Entonces, predispuesto como nunca y como siempre, se embarca en una nueva nota, a casi 30 años de su debut profesional justamente en Mar del Plata, cuando jugara el APP (Asociación de Profesionales de Pádel; actual AJPP) de Once Unidos en febrero de 1995. Y lo hace con una pala especial en manos: la edición limitada de su marca personal, con una bandera de Argentina en un costado y con una frase muy particular en el otro. "La gente de Wilson me hizo elegir cuatro torneos al año: España, Italia, Francia y Argentina. Entonces presentamos mi pala edición limitada de cada uno de esos países. Son 500 paletas y yo tengo la número 0. Viene con la bandera de Argentina y en cada país me hicieron poner una frase. En la de acá elegí la frase 'Donde tengo mi corazón'. Me lo hicieron escribir, al lado de mi firma, y lo pusieron al costado de la paleta".

-De Mendoza a Mar del Plata: llegaste para jugar tu último torneo en suelo argentino, ¿cómo lo vivís en lo emocional?

-Soy un jugador distinto porque tengo más años y me duelen cada vez más cosas. Mendoza era un torneo más del calendario, donde tenía ganas de jugar, pero este es especial porque es el último torneo de mi carrera en Argentina. Es en la ciudad en la que debuté de manera profesional, en febrero de 1995, cuando tenía 15 años, y mi emblemático compañero Juan Martín Díaz es de Mar del Plata. Para mí es como un cuento.

- ¿Cómo preparaste esta semana?

-Tenía mucho miedo. Estuve cuatro meses, los primeros cuatro meses de mi último año como profesional, con mucho miedo. La pasé mal; venía mal con el codo, después me rompí el gemelo, tuve miedo de perderme este torneo. Cuando llegué me saqué una mochila muy pesada de encima. Ahora empieza el año deportivo para mí. Siempre fui de entregarme al máximo, pero estos cuatro meses me traicioné a mí mismo: siempre he intentado apretar, pero tuve la sensación fea de no ir al máximo, por miedo a que me pasara algo y que me perdiera Mar del Plata.

- ¿Imaginabas todo lo que vino en el momento en que debutaste en Mar del Plata?

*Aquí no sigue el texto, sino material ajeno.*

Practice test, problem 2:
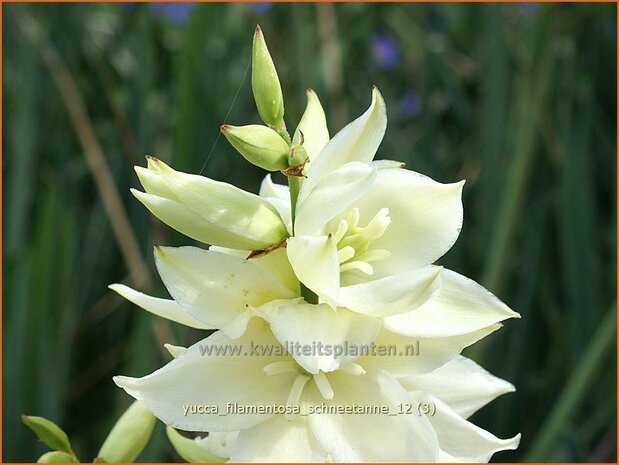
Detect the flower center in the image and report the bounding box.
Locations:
[335,208,391,276]
[263,360,365,420]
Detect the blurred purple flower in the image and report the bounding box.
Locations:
[400,90,421,118]
[372,32,400,69]
[249,2,273,15]
[150,2,196,24]
[518,2,540,16]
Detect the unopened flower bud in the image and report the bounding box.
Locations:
[251,26,285,129]
[98,401,155,463]
[221,124,290,171]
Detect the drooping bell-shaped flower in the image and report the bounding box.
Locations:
[114,322,519,462]
[131,157,288,250]
[251,26,286,129]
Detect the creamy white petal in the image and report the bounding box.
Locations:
[400,355,516,418]
[208,245,252,258]
[411,392,520,462]
[307,372,438,462]
[294,162,376,236]
[340,168,464,277]
[132,157,287,250]
[270,304,381,373]
[286,236,340,308]
[155,247,296,336]
[249,247,299,295]
[259,173,290,200]
[260,173,292,233]
[108,284,216,329]
[305,88,387,187]
[385,269,520,337]
[338,266,442,317]
[114,320,296,431]
[195,430,240,459]
[357,324,501,377]
[372,160,406,170]
[163,344,187,358]
[292,89,329,172]
[230,415,326,463]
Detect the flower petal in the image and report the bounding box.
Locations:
[270,304,381,374]
[114,321,296,431]
[155,247,296,336]
[357,324,501,377]
[411,392,520,463]
[307,372,438,462]
[286,236,340,308]
[292,89,329,172]
[132,157,287,250]
[344,168,464,277]
[294,162,376,236]
[260,173,292,233]
[338,266,442,317]
[230,415,326,463]
[108,284,216,329]
[305,87,387,184]
[385,269,520,337]
[400,355,516,418]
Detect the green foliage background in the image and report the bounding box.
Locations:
[2,3,616,462]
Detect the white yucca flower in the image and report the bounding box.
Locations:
[114,320,520,462]
[110,29,520,462]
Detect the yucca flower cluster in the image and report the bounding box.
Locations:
[110,28,520,462]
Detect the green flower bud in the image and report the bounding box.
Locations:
[221,124,290,171]
[166,426,226,463]
[98,401,155,463]
[251,26,286,129]
[21,415,73,455]
[37,450,77,463]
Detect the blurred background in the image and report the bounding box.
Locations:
[2,3,617,462]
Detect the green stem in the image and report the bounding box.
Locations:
[288,169,318,304]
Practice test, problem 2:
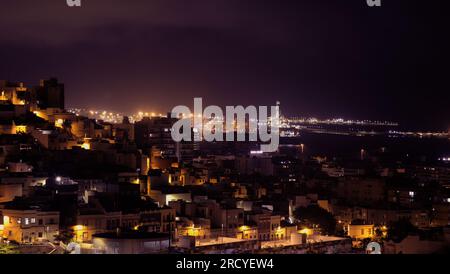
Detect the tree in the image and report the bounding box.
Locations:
[294,205,336,235]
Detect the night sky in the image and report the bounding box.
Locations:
[0,0,450,130]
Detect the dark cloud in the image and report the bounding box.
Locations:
[0,0,450,131]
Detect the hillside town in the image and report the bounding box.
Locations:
[0,79,450,254]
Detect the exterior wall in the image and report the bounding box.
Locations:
[2,209,59,243]
[347,225,375,239]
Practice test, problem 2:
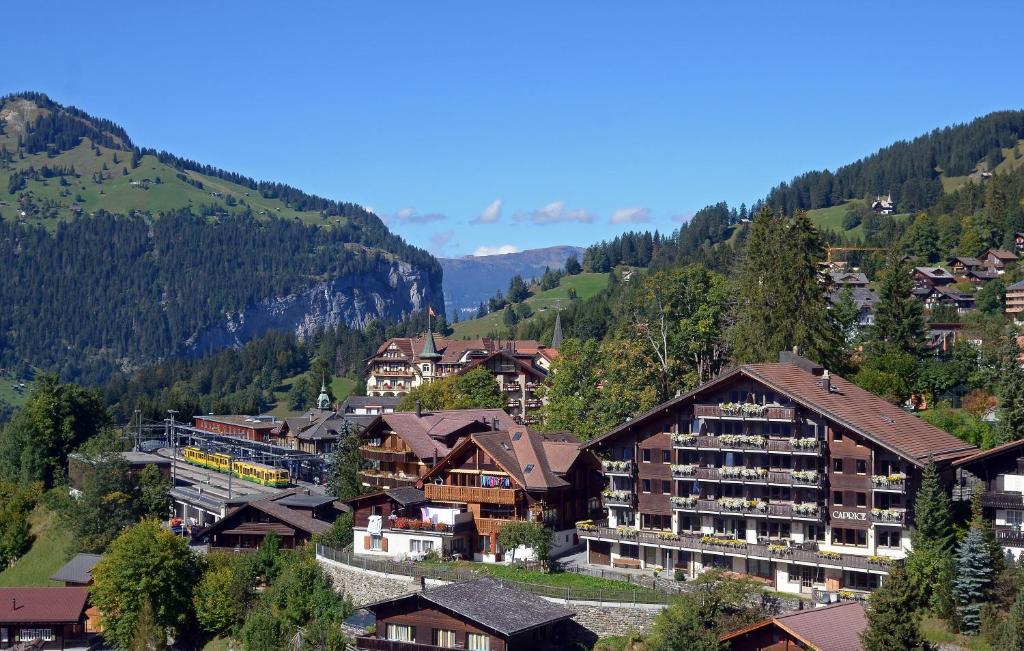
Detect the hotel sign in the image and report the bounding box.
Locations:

-No, nada. Me acuerdo que hice como tres dobles faltas del cagazo que tenía, porque debuté profesionalmente con 15 años. Hoy aquel niño se retira con un hijo de la misma edad. Claro. Es todo un recorrido.

-En cuanto al juego, ¿cómo es jugar en el drive después de tantos años como profesional del lado de revés?

-Con Agus Tapia llegué a jugar un poco de drive, en 2019, cuando venía de una lesión muy grave en el tendón y e el sóleo. Ahora lo que busco es la manera de ser lo más competitivo posible y, en mi estado, a mi edad, lo mejor es pasar a la derecha con una persona que me cubre toda la cancha como el Gato (Juan) Tello.

- ¿Cómo funciona ese cambio en lo operativo?

-El deporte no es ajeno a la evolución de la vida. Tiempo y espacio en el pádel son dos aspectos clave. Cuanto antes llegues a un espacio acortás el tiempo y mejorás la precisión. Yo me siento muy bien para ser un tipo de 45 años, comparado con otro tipo de mi edad. Pero juego con chicos de 20, 22 años. Entonces, del lado izquierdo, donde tengo que cubrir más la cancha, ese tiempo y ese espacio me quedan más lejos. Si llegás tarde en el pádel son cinco centímetros más con la pelota arriba o abajo. En el lado del drive cubro menos la cancha y eso me permite llegar más rápido en esa pequeña porción de cancha. Llego más rápido adonde tengo que llegar.

- ¿Quién sos hoy y cómo te ves de acá a cinco años?

-Me veo, sin dudas, en el mundo del pádel. Con los proyectos de Bela Padel Center, que es la creación de los clubes de mi marca Wilson Bela. Soy un deportista que supo construir una familia. Soy una persona que se preocupa; tengo las mismas preocupaciones que cualquier persona que quiere a su familia. No quiero que a mis viejos les pase nada; no quiero que a mi hermana le pase nada. Mi vida es eso. Y tuve la suerte de que me haya ido muy bien en el deporte profesional. No soy más que eso.

- ¿Tenés pensado volver más a la Argentina?

-Ojalá, sí, porque aparte quiero hacer cosas en Argentina ligadas a mi marca. Algún club, algún otro emprendimiento. Me fui físicamente de Argentina hace 24 años, pero mi mente y mi corazón están como si viviese en Argentina. Mate, música argentina; es un orgullo que mis hijos se sientan identificados con Argentina. Al final creo que lo estoy haciendo bien.